300x Performance Improvement! PieCloudDB Database Optimizer "Dutch" New Feature "Agg Pushdown"

As the pace of digitization accelerates, global data volumes are experiencing exponential growth, posing significant challenges to database systems' performance. The optimizer, as a critical technology within database management systems, has a profound impact on database performance and efficiency. It achieves this by parsing and optimizing user query requests to generate efficient execution plans, thus rapidly returning query results. However, the same SQL statement, under different optimization decisions, can result in orders of magnitude difference in performance. With increasing data scale and query complexity, the ongoing development and innovation of the optimizer will be a vital direction for continually improving database system performance and a key competitive advantage.


For cloud-native and distributed scenarios, PieCloudDB Database, a cloud-native virtual data warehouse, has designed and built a new-generation optimizer named "Dutch." This name draws inspiration from an NPC character in the video game "Red Dead Redemption" whose catchphrase "I have a plan" aligns well with the optimizer's functionality.


The optimizer "Dutch" in PieCloudDB has implemented numerous optimization features that act as the "think tank" of the database system, ensuring user query performance and efficiency. "Dutch" achieves faster and more efficient query processing by intelligently analyzing query statements, optimizing query plans, and leveraging distributed data storage and computing capabilities.


The mascot of OpenPie: "Pai Pai"


Aggregation Operations and Aggregation Pushdown


Today, we will delve into the new feature of "Dutch" in detail: Aggregation Pushdown. In modern database systems, aggregation operations are very common. Through aggregation operations, multiple rows of data can be combined into one and various calculations like statistics, sum, and average can be performed.

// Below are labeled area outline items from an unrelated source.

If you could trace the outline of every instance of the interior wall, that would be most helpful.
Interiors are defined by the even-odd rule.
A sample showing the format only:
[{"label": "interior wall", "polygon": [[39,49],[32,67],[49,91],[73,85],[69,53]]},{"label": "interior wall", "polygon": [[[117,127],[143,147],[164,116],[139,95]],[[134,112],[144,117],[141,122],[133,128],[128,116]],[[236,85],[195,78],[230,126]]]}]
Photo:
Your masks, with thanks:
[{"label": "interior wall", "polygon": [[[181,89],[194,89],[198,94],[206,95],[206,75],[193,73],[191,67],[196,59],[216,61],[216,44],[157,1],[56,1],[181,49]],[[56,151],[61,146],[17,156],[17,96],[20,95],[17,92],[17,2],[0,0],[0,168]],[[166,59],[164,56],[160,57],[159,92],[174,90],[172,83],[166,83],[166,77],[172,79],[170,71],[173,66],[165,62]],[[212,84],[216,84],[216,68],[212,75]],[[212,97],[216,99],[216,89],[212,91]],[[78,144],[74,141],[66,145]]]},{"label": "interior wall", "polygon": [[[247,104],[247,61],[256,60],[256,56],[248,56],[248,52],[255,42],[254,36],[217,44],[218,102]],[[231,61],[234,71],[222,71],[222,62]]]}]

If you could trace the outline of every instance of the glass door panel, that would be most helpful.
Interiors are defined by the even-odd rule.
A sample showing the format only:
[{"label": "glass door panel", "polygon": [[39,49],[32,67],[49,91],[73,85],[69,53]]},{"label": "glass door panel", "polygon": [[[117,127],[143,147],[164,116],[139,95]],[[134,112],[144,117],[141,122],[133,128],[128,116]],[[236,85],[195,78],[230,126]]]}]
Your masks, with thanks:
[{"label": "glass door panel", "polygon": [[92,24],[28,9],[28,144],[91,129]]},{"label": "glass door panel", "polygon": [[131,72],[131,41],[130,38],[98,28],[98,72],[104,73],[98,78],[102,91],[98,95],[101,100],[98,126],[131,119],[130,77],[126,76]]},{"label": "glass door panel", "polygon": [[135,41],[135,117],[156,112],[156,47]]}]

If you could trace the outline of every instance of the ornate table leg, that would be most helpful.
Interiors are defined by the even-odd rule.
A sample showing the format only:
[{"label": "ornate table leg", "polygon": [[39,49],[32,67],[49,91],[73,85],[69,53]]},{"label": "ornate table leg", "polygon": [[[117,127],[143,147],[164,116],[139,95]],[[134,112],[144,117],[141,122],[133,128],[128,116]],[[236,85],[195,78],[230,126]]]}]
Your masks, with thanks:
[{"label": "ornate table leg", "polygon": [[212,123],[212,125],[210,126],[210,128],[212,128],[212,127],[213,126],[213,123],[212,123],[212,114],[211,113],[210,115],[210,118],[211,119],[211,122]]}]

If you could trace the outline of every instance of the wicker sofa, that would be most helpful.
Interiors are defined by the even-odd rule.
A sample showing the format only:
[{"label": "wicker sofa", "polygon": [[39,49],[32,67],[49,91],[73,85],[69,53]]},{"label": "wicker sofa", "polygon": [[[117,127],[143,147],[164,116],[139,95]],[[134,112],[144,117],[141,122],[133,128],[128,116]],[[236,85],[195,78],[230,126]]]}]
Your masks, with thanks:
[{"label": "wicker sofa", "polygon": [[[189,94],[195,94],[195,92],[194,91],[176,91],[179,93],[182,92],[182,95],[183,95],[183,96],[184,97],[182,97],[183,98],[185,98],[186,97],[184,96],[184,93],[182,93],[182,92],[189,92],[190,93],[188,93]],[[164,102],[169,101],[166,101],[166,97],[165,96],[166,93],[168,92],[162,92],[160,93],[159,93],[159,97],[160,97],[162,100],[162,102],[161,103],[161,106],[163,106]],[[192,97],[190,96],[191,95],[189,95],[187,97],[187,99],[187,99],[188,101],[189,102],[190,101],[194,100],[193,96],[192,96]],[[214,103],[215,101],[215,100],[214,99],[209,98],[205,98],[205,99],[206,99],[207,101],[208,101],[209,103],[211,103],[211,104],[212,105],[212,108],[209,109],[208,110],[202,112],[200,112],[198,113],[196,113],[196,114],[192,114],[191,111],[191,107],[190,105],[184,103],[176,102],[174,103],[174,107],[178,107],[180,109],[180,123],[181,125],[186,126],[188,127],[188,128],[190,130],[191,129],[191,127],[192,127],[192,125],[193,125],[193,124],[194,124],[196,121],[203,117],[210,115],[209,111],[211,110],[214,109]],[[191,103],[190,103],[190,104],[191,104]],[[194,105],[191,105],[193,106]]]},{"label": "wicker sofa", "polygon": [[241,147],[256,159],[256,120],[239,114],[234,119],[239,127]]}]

In traditional query execution, aggregation operations typically occur after the query results are returned, requiring all data to be transferred to the query engine for aggregation calculations. However, for large-scale datasets and complex queries, this approach can lead to issues like poor query performance, high computational load, and expensive processing costs.

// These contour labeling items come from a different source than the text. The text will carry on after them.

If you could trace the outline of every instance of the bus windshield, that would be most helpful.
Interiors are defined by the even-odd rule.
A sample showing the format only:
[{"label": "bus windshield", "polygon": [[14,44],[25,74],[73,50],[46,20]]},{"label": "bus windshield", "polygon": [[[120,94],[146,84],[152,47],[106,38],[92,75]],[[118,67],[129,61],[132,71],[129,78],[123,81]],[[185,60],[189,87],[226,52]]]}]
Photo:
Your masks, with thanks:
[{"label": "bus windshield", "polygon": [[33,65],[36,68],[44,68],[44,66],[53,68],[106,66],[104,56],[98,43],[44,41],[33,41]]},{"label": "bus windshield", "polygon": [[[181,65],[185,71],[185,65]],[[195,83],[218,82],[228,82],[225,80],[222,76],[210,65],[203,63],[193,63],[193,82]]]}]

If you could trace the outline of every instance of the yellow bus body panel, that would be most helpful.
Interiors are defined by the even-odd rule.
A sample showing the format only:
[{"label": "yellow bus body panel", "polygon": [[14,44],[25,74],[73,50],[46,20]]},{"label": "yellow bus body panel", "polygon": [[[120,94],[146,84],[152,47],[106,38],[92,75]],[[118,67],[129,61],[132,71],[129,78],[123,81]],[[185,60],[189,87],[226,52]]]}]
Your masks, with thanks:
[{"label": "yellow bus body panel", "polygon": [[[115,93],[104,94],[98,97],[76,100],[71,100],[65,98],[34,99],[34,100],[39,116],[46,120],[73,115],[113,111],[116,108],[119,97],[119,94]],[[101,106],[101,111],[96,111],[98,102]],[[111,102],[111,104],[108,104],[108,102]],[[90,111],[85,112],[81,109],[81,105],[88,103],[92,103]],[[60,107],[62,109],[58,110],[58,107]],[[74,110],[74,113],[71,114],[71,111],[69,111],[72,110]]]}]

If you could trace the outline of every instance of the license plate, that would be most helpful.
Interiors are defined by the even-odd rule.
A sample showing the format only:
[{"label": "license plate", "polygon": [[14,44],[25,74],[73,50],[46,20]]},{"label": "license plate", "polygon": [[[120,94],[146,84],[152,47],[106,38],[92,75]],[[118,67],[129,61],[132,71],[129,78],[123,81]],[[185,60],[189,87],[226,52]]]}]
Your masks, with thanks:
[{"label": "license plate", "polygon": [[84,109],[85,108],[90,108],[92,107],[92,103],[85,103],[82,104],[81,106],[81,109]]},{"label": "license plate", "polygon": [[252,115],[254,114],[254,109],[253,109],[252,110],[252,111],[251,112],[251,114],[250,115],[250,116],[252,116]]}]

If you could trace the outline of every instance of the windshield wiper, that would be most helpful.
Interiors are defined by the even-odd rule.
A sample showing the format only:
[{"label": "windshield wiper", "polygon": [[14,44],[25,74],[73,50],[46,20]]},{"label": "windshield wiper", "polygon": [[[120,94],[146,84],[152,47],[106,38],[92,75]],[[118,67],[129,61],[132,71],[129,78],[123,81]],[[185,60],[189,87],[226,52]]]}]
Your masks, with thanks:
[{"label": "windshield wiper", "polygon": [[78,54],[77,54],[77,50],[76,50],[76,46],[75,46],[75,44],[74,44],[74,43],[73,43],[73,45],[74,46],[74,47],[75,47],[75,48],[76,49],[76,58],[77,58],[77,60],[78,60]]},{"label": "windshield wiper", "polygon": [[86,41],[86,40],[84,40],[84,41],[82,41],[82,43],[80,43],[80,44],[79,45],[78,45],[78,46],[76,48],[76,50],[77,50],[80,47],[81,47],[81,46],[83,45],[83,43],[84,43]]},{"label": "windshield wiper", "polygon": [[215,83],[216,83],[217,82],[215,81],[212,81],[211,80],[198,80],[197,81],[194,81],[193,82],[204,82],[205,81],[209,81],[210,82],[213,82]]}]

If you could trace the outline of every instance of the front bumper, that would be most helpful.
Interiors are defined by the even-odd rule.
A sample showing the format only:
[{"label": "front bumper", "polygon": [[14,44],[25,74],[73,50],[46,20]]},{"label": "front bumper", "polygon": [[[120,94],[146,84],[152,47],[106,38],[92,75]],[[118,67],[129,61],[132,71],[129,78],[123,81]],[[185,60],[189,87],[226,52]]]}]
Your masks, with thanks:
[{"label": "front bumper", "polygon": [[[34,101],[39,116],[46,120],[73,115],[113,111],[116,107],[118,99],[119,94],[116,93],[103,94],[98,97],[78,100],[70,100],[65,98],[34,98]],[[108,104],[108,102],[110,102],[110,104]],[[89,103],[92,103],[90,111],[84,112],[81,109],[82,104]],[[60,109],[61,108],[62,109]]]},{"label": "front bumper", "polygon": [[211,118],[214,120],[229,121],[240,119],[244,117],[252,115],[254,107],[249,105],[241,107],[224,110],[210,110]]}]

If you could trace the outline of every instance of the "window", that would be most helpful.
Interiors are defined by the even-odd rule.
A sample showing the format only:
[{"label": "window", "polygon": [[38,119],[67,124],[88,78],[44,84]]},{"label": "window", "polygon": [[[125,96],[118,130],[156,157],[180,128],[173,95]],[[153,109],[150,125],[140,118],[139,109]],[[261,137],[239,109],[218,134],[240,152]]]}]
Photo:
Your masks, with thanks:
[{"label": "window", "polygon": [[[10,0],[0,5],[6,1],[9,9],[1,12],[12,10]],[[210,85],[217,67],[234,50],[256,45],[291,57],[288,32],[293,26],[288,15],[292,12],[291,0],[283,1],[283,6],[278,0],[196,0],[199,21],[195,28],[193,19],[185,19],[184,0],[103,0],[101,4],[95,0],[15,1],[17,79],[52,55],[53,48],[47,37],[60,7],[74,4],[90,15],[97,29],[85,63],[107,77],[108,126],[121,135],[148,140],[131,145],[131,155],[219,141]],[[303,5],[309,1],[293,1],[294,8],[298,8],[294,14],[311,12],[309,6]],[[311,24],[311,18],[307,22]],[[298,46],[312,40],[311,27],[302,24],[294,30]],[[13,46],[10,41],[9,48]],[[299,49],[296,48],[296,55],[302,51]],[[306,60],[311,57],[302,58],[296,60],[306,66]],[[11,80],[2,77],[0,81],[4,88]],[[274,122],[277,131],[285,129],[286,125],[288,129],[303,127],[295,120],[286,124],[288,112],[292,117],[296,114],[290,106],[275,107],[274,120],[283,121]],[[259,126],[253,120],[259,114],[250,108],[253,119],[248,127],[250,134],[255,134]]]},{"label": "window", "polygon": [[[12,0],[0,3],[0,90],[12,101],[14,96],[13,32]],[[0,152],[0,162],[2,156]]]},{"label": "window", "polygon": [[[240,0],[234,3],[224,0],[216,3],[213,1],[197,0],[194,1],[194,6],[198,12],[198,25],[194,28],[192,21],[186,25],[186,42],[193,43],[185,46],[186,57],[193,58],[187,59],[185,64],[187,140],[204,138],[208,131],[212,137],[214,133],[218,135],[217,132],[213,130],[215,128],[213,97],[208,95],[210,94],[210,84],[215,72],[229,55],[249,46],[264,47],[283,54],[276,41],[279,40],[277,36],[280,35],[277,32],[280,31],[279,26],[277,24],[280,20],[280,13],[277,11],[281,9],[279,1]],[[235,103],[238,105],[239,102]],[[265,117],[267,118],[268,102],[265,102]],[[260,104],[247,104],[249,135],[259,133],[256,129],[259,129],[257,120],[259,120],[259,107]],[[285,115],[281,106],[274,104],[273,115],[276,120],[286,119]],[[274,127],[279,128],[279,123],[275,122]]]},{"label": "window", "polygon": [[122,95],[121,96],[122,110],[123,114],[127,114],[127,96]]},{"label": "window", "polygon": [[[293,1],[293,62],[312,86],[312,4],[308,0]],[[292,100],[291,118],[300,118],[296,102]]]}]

To address these challenges, PieCloudDB's optimizer "Dutch" has introduced the feature of Aggregation Pushdown, which, in many scenarios, has been tested to achieve performance improvements of hundreds or even thousands of times.


Principles of Aggregation Pushdown


Aggregation Pushdown is a database query optimization technique that reduces data transfer and processing overhead by pushing aggregation operations down to the data source, thereby enhancing query performance and efficiency.


The implementation principle behind Aggregation Pushdown is to perform aggregation operations as early as possible during query execution and push them down to the data source for processing. Specifically, when the query plan is generated, the optimizer pushes aggregation operations down to the data source to perform aggregation calculations there. This reduces data transfer, alleviates the burden on the query engine, and leverages the data source's computing capabilities for local aggregation.


Next, we will use a simple diagram to illustrate the main implementation principles of Aggregation Pushdown:


In the diagram above, the left side represents the execution flow without Aggregation Pushdown, while the right side depicts the execution flow with Aggregation Pushdown. In the scenario without Aggregation Pushdown (left side), tables T1 and T2 are first joined, and the aggregation operation is performed on the resulting dataset.


In contrast, in the scenario with Aggregation Pushdown (right side), an aggregation operation is performed on table T1 before joining it with table T2. This can significantly reduce the volume of data involved in table T1 during the join operation in certain scenarios, resulting in a significant improvement in query performance. To ensure accurate query optimization, both of these execution plans are generated in "Dutch" and the one with the lower estimated cost is selected based on a cost model.


When more tables are involved in the join, "Dutch" attempts to push the aggregation operation to different join levels and selects the optimal pushdown location based on cost comparisons.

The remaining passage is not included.